Y, para trivializar un poco, por internet también he visto un artículo del Huffington Post, en el que podemos aprender mucho de la vida a través de ocho frases del personaje Sheldon Cooper. Este simpático físico sufre el llamado síndrome de Asperger, un cuadro del espectro autista. La redactora pretende que tengamos como modelo a alguien que tiene una especie de minusvalía. Como si el objetivo de la humanidad fuera comportarse como autistas, considerándonos interesantes sólo a nosotros mismos, rechazando las convenciones sociales que no entendemos, arrogantes, incapaces de intimar con nadie, tristes porque los demás son estúpidos.
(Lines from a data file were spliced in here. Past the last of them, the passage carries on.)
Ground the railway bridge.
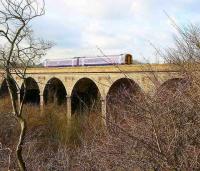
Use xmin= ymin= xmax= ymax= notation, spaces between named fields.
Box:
xmin=0 ymin=64 xmax=182 ymax=121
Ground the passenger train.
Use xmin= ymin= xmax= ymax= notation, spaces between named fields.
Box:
xmin=43 ymin=54 xmax=133 ymax=67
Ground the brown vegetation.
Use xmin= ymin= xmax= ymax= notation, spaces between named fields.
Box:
xmin=0 ymin=23 xmax=200 ymax=171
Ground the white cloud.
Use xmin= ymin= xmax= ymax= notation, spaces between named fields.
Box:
xmin=33 ymin=0 xmax=200 ymax=61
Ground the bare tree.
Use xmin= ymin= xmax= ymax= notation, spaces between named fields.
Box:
xmin=0 ymin=0 xmax=52 ymax=171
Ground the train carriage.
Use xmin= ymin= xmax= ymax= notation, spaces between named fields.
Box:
xmin=44 ymin=54 xmax=132 ymax=67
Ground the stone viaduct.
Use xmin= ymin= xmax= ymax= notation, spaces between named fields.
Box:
xmin=0 ymin=64 xmax=181 ymax=121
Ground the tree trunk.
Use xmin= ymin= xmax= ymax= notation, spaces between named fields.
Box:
xmin=16 ymin=116 xmax=26 ymax=171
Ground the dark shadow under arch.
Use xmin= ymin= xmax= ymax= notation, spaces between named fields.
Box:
xmin=43 ymin=77 xmax=67 ymax=105
xmin=106 ymin=78 xmax=144 ymax=125
xmin=72 ymin=78 xmax=101 ymax=114
xmin=20 ymin=77 xmax=40 ymax=105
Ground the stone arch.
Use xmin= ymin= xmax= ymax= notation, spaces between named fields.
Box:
xmin=71 ymin=77 xmax=101 ymax=114
xmin=0 ymin=79 xmax=18 ymax=100
xmin=20 ymin=77 xmax=40 ymax=105
xmin=106 ymin=78 xmax=144 ymax=125
xmin=43 ymin=77 xmax=67 ymax=105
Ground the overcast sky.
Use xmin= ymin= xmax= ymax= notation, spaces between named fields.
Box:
xmin=33 ymin=0 xmax=200 ymax=62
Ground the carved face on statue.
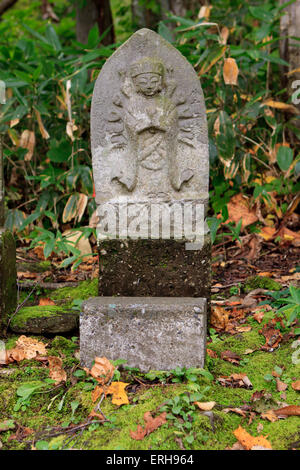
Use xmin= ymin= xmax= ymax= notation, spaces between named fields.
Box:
xmin=130 ymin=57 xmax=165 ymax=96
xmin=133 ymin=73 xmax=162 ymax=96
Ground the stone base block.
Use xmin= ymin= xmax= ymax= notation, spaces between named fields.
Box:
xmin=0 ymin=228 xmax=17 ymax=336
xmin=98 ymin=234 xmax=211 ymax=299
xmin=80 ymin=297 xmax=207 ymax=371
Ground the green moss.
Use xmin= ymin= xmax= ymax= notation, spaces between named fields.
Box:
xmin=243 ymin=276 xmax=282 ymax=292
xmin=50 ymin=279 xmax=98 ymax=303
xmin=11 ymin=305 xmax=75 ymax=328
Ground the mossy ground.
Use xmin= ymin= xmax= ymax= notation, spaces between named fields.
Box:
xmin=0 ymin=283 xmax=300 ymax=450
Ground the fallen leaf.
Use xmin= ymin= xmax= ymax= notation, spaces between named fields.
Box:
xmin=273 ymin=405 xmax=300 ymax=416
xmin=292 ymin=380 xmax=300 ymax=392
xmin=253 ymin=311 xmax=265 ymax=323
xmin=260 ymin=410 xmax=278 ymax=423
xmin=222 ymin=408 xmax=247 ymax=418
xmin=20 ymin=129 xmax=35 ymax=162
xmin=89 ymin=410 xmax=104 ymax=421
xmin=130 ymin=411 xmax=167 ymax=441
xmin=223 ymin=57 xmax=239 ymax=85
xmin=7 ymin=335 xmax=47 ymax=362
xmin=39 ymin=297 xmax=55 ymax=305
xmin=105 ymin=382 xmax=129 ymax=406
xmin=261 ymin=98 xmax=298 ymax=114
xmin=233 ymin=426 xmax=272 ymax=450
xmin=206 ymin=349 xmax=218 ymax=359
xmin=0 ymin=419 xmax=16 ymax=432
xmin=210 ymin=306 xmax=229 ymax=330
xmin=226 ymin=194 xmax=258 ymax=229
xmin=195 ymin=401 xmax=216 ymax=411
xmin=48 ymin=356 xmax=67 ymax=385
xmin=84 ymin=357 xmax=115 ymax=385
xmin=217 ymin=374 xmax=252 ymax=389
xmin=276 ymin=379 xmax=288 ymax=392
xmin=221 ymin=351 xmax=241 ymax=365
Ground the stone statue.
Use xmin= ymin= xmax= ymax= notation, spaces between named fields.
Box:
xmin=91 ymin=29 xmax=208 ymax=203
Un modelo de ciudadano no solidario, incapaz de serlo. Ese es el ideal de hombre al que damos un “me gusta” y compartimos con la típica sonrisa de “me río porque es verdad”.
Tenemos que estar alerta con estas campañas, con estos movimientos que pueden parecer razonables. Y quizás lo sean. Puede que sus imágenes estén trucadas, o que los datos, simplemente, estén falseados, por eso tenemos que filtrar, actuar con prudencia y razonando a qué le damos nuestro asentimiento. Quizás acabemos trabajando para el enemigo y ayudando a justificar un mundo cada vez más injusto, sin que nadie alce la voz para denunciarlo.